Question

A bullet of mass 12g travelling horizontally with a

velocity of 155m/s strikes a stationary wooden block and

comes to rest in 0.05second. Calculate the acceleration

produced and magnitude of the force exerted by the

wooden block on the bullet.

​

Answer 1

Given :

• Mass of the bullet = 12g = 0.012 kg
• Initial velocity = 155 m/s
• Final velocity = 0 m/s [rest]
• Time taken = 0.05 s

Concept :

• First, we need to find the acceleration of the bullet. As the bullet is moving uniformly we can use the first equation of motion in order to find acceleration.

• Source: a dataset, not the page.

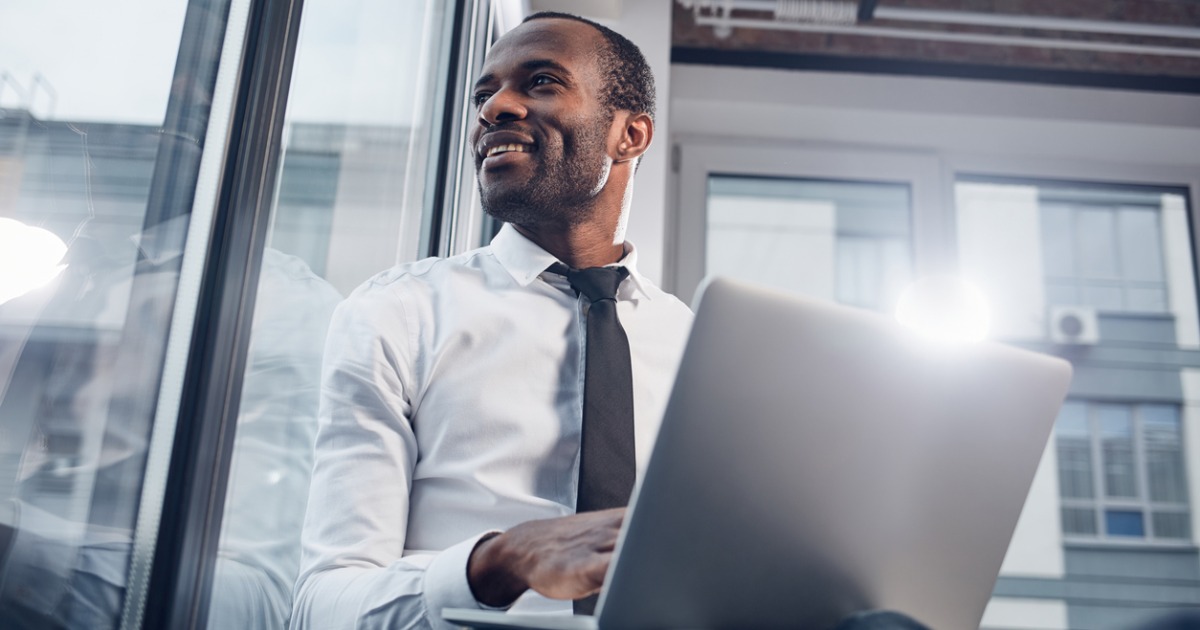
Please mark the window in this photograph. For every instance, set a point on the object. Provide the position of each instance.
(106, 156)
(1104, 256)
(844, 240)
(1121, 472)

• Now that we have the acceleration of the bullet we can easily find the force by using Newton's second law.

Solution :

As per the first equation of motion,

$\implies\sf{v = u + at }$

On rearranging,

$\implies\sf{a = \dfrac{v-u}{t} }$

Now, let's substitute the values,

$\implies\sf{a = \dfrac{0 -155}{0.05} }$

$\implies\boxed{\sf{a = -3100 m/s^{2} }}$

The acceleration of the bullet is -3,100 m/s².

____________________

Note: here the negative sign denotes retardation.

As per Newton's Second Law,

$\implies\sf{F = ma }$

$\implies\sf{F = 0.012 \times -3100 }$

$\implies\boxed{\sf{F = - 37.2 N }}$

The magnitude of the force exerted by the wooden block on the bullet is 37.2N.